The team grew arrays of vertically aligned carbon nanofibres from 500 nm diameter dots of nickel catalyst on n-type silicon wafers, using plasma-enhanced chemical vapour deposition. The fibres, which were spaced roughly 5 µm apart, were typically 6-10 µm long with base diameters of about 1 µm and tip diameters of 20-50 nm. After making the fibres, the scientists cleaved the wafers into 3 mm square chips.

"Carbon nanofibres can be synthesized at precise locations upon a substrate, can be grown many microns long, and feature sharp, nano-dimensioned tips," added McKnight. "This, along with their vertical orientation upon a substrate, makes them particularly attractive as multi-element cellular scale probes or as a parallel embodiment of traditional single-point micro-injection systems."

McKnight and colleagues surface-modified the nanofibre arrays with plasmid DNA containing an enhanced green fluorescent protein gene. They either spotted the plasmid DNA onto the chips or covalently tethered it to the nanofibres by exposing the fibres to an oxygen plasma, creating carboxylic acid groups that were then used to react and bind with DNA.

Then the researchers centrifuged cloned Chinese hamster ovary cells onto the chips, a process that impaled some of the cells onto the fibres. In some cases they also pressed the chip to encourage fibre penetration into the cells. Finally, the team incubated the chips to grow the cells. Tracking the production of the green fluorescent protein by the cells indicated whether the take-up of the genetic material had been successful.

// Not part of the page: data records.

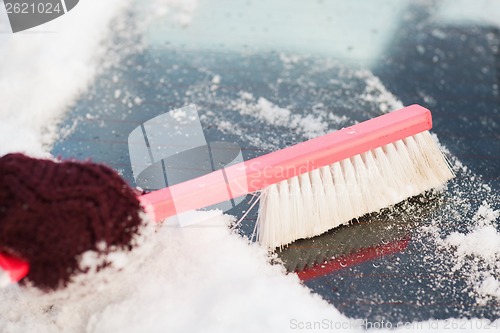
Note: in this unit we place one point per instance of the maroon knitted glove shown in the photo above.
(50, 213)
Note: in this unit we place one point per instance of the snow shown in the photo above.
(477, 252)
(198, 278)
(310, 125)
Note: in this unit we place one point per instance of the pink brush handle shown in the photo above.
(258, 173)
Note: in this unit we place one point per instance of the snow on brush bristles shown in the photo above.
(312, 203)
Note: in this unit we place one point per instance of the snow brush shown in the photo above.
(306, 189)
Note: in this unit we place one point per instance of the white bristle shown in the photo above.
(314, 202)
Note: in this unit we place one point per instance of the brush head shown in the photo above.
(51, 213)
(315, 202)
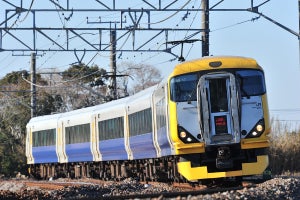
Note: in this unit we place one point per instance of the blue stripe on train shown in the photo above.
(142, 146)
(44, 154)
(113, 149)
(79, 152)
(163, 142)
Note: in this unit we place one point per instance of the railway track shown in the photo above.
(276, 188)
(97, 189)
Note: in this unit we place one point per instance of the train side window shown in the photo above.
(252, 82)
(184, 88)
(140, 122)
(77, 134)
(111, 128)
(44, 138)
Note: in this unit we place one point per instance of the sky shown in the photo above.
(231, 33)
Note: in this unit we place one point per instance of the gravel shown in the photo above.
(276, 188)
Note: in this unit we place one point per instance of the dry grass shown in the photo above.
(285, 149)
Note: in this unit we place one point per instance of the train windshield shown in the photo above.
(184, 88)
(251, 82)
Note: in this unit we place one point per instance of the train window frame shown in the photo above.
(111, 128)
(78, 134)
(140, 122)
(256, 90)
(44, 138)
(182, 81)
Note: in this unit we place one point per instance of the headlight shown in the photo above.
(182, 134)
(185, 136)
(257, 130)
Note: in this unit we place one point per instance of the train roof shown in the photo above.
(142, 97)
(215, 62)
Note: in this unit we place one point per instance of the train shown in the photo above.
(208, 119)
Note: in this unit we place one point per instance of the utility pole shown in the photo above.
(113, 64)
(205, 27)
(33, 85)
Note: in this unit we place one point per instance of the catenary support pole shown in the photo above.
(33, 85)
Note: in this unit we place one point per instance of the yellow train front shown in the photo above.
(218, 117)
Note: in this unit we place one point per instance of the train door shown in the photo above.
(217, 98)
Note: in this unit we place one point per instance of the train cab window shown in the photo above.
(218, 95)
(184, 88)
(252, 82)
(44, 138)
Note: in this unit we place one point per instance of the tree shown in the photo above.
(14, 115)
(142, 76)
(86, 86)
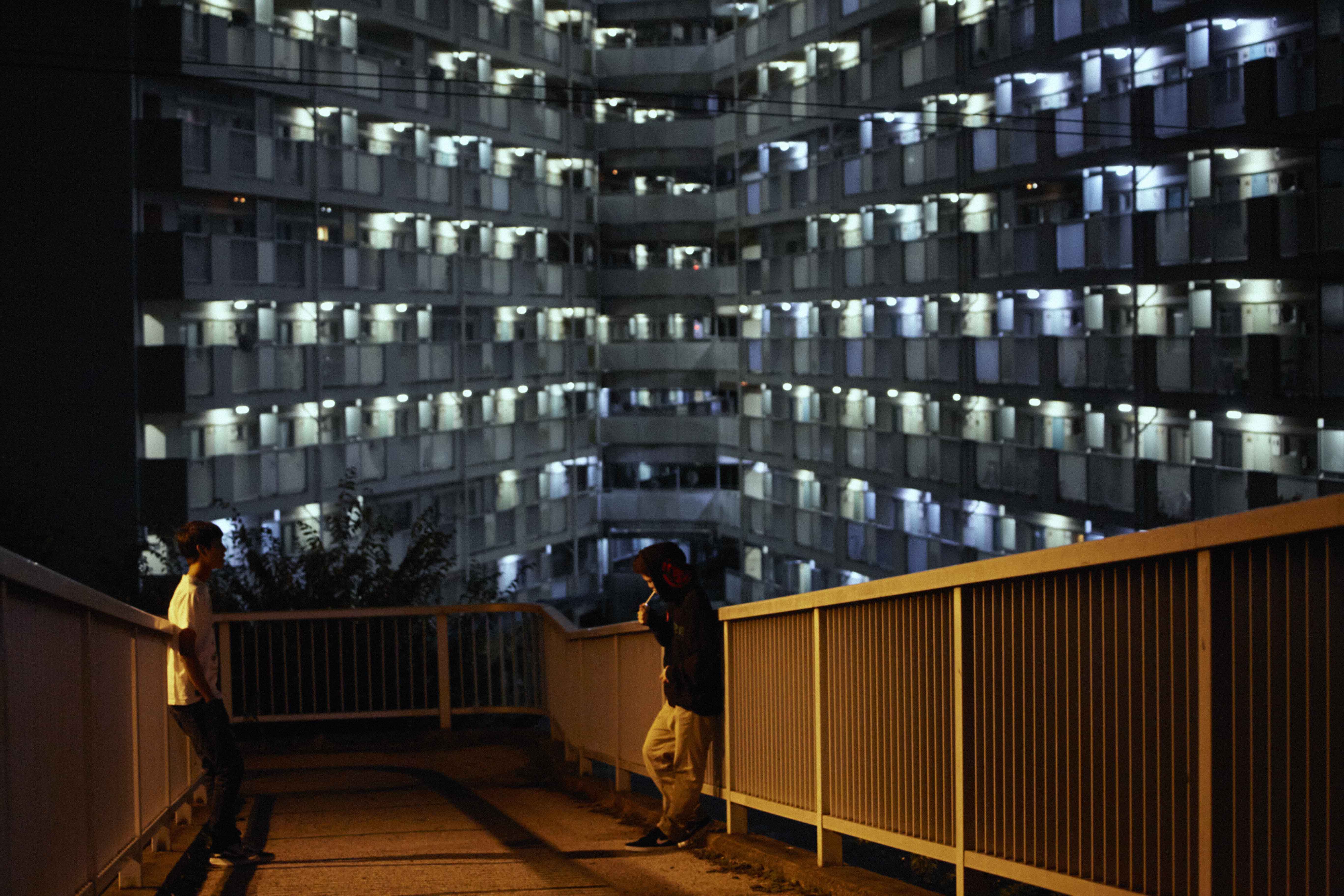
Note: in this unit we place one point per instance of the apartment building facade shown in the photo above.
(826, 291)
(1011, 276)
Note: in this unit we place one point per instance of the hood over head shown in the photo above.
(666, 565)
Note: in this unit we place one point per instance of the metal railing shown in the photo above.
(1148, 714)
(381, 663)
(93, 772)
(1139, 715)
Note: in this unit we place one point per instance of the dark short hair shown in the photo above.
(196, 535)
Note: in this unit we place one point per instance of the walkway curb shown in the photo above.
(794, 864)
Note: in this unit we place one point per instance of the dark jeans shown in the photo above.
(208, 727)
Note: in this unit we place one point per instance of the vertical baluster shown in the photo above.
(271, 663)
(312, 660)
(341, 660)
(397, 660)
(369, 661)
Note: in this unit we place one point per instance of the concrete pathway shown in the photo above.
(462, 821)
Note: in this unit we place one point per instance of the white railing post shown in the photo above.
(1205, 759)
(959, 759)
(828, 841)
(737, 812)
(445, 698)
(226, 667)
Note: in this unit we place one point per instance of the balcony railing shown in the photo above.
(1198, 655)
(245, 477)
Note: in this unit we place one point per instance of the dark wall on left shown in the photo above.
(68, 398)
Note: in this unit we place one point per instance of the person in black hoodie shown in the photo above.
(678, 745)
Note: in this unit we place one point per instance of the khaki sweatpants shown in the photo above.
(675, 753)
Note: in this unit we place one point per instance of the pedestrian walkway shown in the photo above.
(422, 824)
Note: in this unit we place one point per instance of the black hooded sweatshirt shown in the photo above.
(689, 630)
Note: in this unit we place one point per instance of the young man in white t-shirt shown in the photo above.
(194, 694)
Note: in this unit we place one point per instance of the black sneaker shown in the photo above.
(694, 832)
(240, 855)
(651, 841)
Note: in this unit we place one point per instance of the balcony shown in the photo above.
(201, 266)
(657, 209)
(682, 506)
(1100, 242)
(1271, 228)
(221, 158)
(670, 357)
(670, 281)
(247, 477)
(1015, 251)
(670, 430)
(683, 134)
(519, 279)
(394, 273)
(677, 60)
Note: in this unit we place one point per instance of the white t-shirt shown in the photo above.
(190, 609)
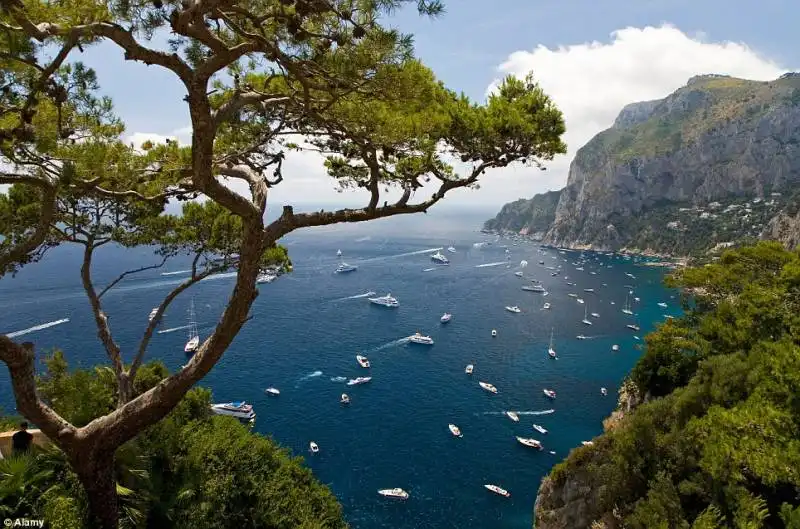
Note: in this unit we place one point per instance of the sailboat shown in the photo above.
(194, 337)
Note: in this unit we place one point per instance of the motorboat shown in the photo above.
(498, 490)
(394, 493)
(358, 380)
(385, 301)
(239, 410)
(488, 387)
(420, 339)
(439, 258)
(527, 441)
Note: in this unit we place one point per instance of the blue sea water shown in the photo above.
(308, 326)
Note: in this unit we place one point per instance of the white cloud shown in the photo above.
(592, 81)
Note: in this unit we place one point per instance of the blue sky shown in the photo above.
(470, 46)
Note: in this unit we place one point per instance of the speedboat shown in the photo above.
(439, 258)
(527, 441)
(488, 387)
(498, 490)
(420, 339)
(239, 410)
(385, 301)
(394, 493)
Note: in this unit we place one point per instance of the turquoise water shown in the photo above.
(309, 325)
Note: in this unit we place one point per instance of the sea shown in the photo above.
(309, 325)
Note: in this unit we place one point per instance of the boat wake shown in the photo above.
(39, 327)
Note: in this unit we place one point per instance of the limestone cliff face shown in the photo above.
(717, 137)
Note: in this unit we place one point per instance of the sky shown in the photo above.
(592, 58)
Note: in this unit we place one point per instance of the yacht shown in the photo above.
(439, 258)
(533, 443)
(498, 490)
(240, 410)
(420, 339)
(394, 493)
(362, 361)
(488, 387)
(385, 301)
(194, 337)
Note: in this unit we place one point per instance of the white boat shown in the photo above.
(358, 380)
(194, 337)
(420, 339)
(394, 493)
(498, 490)
(385, 301)
(527, 441)
(240, 410)
(439, 258)
(488, 387)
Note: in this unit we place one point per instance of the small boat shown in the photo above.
(394, 493)
(488, 387)
(358, 380)
(420, 339)
(527, 441)
(498, 490)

"This approach could become an effective material delivery tool for routine laboratory use such as the demonstrated genetic manipulation of cells or for exploration of the activity of pharmaceuticals upon cell populations," said McKnight. "Ultimately, longer versions of these structures may provide for clinically-oriented applications such as transdermal drug and gene delivery techniques."

The scientists say their results also show that nanofibre-based devices can be integrated with cellular matrices and remain interfaced intracellularly to them for relatively long periods. "This opens up applications including diagnostic probing of tissue and carbon-nanofibre-based architectures for whole-cell and tissue-based biosensors," added McKnight.

Now, the researchers are investigating using the carbon-nanofibre devices for highly resolved molecular imaging within cells, as well as collaborating with John Cairney of the Institute of Paper Science and Technology to "augment his toolset for the genetic manipulation of loblolly pine, an important wood pulp species." The group also works with the University of Tennessee's Center for Environmental Biotechnology to apply nanofibre techniques to microbial applications. And the scientists are seeking funding to "explore the potential of these techniques as a transdermal drug or gene delivery tool."

The researchers reported their work in Nanotechnology.